Das Versicherungsverhältnis mit der B____ab dem Zeitpunkt der
fristlosen Kündigung des Arbeitsverhältnisses sei zu annullieren.“
Aufgrund dieser
Klagebegehren ist das Zivilgericht zu Recht von einem über der Grenze von CHF
30‘000.– liegenden Streitwert ausgegangen. Auch diese Frage wurde im Übrigen
bereits im Entscheid des Bundesgerichts abschliessend beurteilt (BGer. 4A_339/2016
vom 27. Juni 2016, S. 5). Entgegen den Ausführungen der
Gesuchstellerin bestand für sie somit kein Anlass für die Annahme, dass ihre
Klage in einem vereinfachten Verfahren gemäss Art. 243 ff. ZPO
behandelt werden könnte. Dementsprechend hat sie auch eine schriftlich begründete
Klage eingereicht und damit den formellen Anforderungen des ordentlichen
Verfahrens gemäss Art. 220 ZPO Rechnung getragen. Das Appellationsgericht ist
daher zu Recht zum Schluss gelangt, dass der Gesuchstellerin aus der
ausgebliebenen Zustellung der Verfügung vom 12. Dezember 2013 kein
Nachteil erwachsen ist.
Aus den
genannten Gründen ist das Revisionsgesuch abzuweisen. Bei diesem Ausgang des
Verfahrens trägt die Gesuchstellerin die Kosten des Revisionsverfahrens
(Art. 106 Abs. 1 ZPO). Das Gesuch um Bewilligung der unentgeltlichen
Rechtspflege ist wegen Aussichtslosigkeit (Art. 117 lit. b ZPO) abzuweisen.

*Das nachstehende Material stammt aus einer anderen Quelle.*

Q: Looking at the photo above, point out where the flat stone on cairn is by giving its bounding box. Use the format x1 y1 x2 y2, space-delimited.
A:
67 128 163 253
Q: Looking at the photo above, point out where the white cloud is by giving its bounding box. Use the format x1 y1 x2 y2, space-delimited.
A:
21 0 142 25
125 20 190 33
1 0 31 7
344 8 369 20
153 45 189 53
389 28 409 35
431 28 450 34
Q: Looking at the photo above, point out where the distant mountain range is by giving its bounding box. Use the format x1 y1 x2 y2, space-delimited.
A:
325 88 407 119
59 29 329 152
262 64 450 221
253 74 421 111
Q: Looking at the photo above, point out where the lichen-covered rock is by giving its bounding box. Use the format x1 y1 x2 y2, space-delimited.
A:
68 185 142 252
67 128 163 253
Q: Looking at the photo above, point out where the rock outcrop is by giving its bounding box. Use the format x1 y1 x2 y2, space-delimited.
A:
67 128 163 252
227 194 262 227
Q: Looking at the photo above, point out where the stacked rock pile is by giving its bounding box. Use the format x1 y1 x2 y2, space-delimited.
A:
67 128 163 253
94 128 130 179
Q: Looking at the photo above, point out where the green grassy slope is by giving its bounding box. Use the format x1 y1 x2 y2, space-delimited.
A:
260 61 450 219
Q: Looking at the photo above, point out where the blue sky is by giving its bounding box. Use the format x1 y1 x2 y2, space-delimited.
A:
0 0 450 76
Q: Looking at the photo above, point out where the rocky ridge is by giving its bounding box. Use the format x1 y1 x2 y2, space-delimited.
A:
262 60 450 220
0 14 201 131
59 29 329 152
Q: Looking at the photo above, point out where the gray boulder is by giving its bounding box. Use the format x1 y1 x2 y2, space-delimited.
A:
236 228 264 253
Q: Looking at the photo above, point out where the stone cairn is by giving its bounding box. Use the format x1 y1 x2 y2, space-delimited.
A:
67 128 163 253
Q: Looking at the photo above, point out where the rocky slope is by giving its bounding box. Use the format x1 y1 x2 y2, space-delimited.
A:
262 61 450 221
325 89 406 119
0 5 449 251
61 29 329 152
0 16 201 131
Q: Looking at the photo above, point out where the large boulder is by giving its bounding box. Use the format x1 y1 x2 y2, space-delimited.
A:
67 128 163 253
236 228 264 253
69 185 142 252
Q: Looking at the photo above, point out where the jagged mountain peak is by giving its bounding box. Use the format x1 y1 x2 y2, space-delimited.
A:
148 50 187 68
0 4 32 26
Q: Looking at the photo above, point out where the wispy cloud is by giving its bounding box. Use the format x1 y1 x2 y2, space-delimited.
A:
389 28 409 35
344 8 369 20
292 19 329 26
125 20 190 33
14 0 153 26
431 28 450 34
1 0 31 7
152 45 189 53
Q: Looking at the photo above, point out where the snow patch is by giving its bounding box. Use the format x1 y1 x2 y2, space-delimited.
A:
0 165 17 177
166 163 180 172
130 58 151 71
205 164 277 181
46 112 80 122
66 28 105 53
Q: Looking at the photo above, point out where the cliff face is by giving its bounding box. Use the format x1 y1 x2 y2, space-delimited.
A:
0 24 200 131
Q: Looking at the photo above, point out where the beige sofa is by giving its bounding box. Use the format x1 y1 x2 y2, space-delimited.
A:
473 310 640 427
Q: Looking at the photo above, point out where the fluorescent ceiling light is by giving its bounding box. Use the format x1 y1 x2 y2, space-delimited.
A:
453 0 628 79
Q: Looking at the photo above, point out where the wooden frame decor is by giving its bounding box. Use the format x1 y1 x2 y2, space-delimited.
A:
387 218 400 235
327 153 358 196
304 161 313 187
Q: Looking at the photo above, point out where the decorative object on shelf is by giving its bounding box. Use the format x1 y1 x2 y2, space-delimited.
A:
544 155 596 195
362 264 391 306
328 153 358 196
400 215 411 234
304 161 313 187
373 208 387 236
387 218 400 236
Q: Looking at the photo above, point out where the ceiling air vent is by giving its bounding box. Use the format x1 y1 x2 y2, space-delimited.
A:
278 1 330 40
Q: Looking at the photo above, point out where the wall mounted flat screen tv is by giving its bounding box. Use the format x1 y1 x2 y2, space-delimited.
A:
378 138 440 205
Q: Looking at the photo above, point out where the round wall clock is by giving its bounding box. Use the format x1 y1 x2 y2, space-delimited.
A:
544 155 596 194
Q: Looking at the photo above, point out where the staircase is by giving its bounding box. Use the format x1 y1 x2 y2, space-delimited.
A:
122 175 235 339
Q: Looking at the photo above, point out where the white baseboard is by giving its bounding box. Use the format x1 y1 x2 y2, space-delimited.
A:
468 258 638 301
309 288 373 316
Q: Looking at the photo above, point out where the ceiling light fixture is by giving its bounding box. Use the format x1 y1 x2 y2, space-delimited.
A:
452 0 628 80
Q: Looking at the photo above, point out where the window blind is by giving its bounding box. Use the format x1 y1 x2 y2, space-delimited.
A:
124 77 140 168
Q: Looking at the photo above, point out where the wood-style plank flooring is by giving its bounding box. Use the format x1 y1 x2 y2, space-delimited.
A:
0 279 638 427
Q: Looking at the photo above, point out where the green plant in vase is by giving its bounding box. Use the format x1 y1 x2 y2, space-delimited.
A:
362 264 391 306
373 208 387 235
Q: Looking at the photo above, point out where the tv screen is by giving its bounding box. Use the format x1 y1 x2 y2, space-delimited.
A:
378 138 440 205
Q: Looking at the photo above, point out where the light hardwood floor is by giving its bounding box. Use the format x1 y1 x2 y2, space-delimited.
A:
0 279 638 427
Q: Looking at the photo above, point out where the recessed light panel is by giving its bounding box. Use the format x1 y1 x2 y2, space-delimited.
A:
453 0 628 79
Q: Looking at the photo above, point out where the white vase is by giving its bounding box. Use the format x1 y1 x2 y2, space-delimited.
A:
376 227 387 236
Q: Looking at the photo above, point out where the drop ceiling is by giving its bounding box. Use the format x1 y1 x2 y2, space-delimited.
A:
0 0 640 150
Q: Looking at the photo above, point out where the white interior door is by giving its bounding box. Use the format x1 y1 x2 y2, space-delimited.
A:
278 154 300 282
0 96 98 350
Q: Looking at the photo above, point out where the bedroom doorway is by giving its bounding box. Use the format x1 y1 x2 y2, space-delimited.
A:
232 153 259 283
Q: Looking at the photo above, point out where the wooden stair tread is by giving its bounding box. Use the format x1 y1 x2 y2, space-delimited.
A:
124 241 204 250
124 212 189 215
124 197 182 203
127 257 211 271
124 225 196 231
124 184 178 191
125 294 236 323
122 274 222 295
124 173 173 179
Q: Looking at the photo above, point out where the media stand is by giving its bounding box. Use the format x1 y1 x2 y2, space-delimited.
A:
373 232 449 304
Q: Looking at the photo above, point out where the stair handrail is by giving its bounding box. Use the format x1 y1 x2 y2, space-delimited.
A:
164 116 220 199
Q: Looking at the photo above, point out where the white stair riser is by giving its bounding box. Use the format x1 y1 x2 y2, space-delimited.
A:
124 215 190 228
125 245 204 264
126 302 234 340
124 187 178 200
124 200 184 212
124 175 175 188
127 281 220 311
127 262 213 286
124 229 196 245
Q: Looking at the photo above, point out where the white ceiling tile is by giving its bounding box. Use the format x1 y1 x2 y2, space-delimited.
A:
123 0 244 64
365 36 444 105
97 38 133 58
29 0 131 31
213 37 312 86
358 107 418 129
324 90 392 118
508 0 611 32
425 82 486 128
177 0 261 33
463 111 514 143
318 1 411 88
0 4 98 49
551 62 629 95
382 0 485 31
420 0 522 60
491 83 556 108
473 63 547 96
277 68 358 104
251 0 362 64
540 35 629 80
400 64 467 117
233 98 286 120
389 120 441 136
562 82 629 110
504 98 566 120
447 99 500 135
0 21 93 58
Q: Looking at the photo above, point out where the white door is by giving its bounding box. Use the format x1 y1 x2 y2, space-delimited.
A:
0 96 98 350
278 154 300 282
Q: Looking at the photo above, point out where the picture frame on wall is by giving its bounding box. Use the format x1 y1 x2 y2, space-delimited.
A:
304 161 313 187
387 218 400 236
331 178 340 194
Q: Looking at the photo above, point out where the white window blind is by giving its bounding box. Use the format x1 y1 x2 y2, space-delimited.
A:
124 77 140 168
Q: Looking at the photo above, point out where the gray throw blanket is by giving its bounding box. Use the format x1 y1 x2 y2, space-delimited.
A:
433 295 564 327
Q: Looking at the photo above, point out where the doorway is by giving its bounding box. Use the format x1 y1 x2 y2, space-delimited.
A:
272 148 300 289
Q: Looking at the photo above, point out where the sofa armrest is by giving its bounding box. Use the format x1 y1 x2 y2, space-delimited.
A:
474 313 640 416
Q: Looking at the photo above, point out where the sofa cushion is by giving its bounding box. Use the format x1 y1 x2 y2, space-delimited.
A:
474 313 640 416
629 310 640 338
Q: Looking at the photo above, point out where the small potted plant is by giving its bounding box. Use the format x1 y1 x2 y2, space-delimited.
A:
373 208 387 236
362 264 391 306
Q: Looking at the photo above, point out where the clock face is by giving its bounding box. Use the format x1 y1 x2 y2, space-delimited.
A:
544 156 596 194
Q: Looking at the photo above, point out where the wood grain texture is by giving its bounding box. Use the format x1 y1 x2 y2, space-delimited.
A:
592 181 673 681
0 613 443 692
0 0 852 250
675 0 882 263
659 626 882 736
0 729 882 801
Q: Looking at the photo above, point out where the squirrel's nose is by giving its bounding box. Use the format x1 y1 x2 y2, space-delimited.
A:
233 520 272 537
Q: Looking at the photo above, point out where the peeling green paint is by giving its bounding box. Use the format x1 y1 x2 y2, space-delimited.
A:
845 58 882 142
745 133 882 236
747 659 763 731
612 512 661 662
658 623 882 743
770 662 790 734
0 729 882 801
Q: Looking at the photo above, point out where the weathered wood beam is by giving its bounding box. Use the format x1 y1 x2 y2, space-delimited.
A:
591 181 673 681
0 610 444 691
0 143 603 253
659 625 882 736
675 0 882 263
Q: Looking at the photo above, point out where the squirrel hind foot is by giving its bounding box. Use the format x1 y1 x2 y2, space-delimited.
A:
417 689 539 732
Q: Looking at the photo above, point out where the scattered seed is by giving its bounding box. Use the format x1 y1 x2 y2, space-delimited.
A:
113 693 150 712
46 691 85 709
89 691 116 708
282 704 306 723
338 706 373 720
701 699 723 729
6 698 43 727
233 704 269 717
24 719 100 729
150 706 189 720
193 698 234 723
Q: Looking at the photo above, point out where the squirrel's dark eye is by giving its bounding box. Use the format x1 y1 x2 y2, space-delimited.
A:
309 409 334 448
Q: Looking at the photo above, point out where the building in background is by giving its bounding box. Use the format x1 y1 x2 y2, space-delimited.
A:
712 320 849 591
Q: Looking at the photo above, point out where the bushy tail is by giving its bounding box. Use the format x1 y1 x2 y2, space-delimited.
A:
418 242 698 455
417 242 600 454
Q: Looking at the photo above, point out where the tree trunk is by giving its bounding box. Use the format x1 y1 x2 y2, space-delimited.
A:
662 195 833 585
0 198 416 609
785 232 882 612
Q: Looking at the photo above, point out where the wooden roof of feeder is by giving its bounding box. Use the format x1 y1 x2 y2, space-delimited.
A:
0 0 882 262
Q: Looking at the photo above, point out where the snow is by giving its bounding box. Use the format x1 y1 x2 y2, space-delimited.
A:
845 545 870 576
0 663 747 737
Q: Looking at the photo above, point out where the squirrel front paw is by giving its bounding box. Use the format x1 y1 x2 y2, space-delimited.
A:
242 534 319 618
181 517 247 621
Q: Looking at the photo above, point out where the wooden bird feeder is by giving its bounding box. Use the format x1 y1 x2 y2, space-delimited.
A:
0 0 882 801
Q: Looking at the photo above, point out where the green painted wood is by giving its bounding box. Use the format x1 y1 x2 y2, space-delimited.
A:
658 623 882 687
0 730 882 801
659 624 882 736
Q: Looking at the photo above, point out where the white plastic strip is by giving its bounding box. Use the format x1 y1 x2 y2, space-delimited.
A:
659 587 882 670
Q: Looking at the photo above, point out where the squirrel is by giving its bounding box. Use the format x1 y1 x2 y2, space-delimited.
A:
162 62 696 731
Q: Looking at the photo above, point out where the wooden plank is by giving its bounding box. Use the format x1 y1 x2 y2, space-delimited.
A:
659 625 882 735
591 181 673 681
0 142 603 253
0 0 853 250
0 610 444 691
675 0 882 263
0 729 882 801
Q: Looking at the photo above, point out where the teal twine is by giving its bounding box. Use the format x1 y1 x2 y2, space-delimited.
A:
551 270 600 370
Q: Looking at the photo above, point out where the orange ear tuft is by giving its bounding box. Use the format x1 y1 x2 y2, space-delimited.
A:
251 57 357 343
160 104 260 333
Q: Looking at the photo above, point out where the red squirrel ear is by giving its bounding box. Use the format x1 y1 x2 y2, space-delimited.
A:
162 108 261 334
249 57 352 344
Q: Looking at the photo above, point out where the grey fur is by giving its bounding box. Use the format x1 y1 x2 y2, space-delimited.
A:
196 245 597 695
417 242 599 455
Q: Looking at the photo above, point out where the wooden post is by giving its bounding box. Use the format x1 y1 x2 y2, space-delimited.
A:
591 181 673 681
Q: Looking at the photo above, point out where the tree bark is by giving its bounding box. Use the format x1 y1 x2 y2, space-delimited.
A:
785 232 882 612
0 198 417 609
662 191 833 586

Die Gesuchstellerin trägt die Kosten des Revisionsverfahrens von CHF 750.–
(§ 11 Abs. 1 Ziffer 7 der Verordnung über die Gerichtsgebühren
[GebV; SG 154.810]). Eine Parteientschädigung an die Gesuchsgegnerin ist nicht
geschuldet, weil für sie im vorliegenden Revisionsverfahren kein Aufwand
entstanden ist.
Demgemäss
erkennt das Appellationsgericht (Dreiergericht):
://: Das Revisionsgesuch wird abgewiesen.
Das Gesuch um Bewilligung der
unentgeltlichen Rechtspflege wird abgewiesen.
Die Gesuchstellerin trägt die
Gerichtskosten von CHF 750.–.
Mitteilung an:
Gesuchstellerin
Gesuchsgegnerin
APPELLATIONSGERICHT BASEL-STADT
Der Gerichtsschreiber
Dr. Benedikt Seiler
Rechtsmittelbelehrung
Gegen diesen
Entscheid kann unter den Voraussetzungen von Art. 72 ff. des Bundesgerichtsgesetzes
(BGG) innert 30 Tagen seit schriftlicher Eröffnung Beschwerde in Zivilsachen
erhoben werden. In vermögensrechtlichen Angelegenheiten gilt dies nur dann,
wenn der Streitwert die Beschwerdesumme gemäss Art. 74 Abs. 1 lit. a oder b BGG
erreicht (CHF 15'000.– bei Streitigkeiten aus Miete oder Arbeitsverhältnis
bzw. CHF 30'000.– in allen übrigen Fällen) oder wenn sich eine Rechtsfrage
von grundsätzlicher Bedeutung stellt. Die Beschwerdeschrift ist fristgerecht
dem Bundesgericht (1000 Lausanne 14) einzureichen. Für die Anforderungen an
deren Inhalt wird auf Art. 42 BGG verwiesen. Über die Zulässigkeit des
Rechtsmittels entscheidet das Bundesgericht.
Ob an Stelle der
Beschwerde in Zivilsachen ein anderes Rechtsmittel in Frage kommt (z.B. die
subsidiäre Verfassungsbeschwerde an das Bundesgericht gemäss Art. 113 BGG),
ergibt sich aus den anwendbaren gesetzlichen Bestimmungen. Wird sowohl
Beschwerde in Zivilsachen als auch Verfassungsbeschwerde erhoben, sind beide
Rechtsmittel in der gleichen Rechtsschrift einzureichen.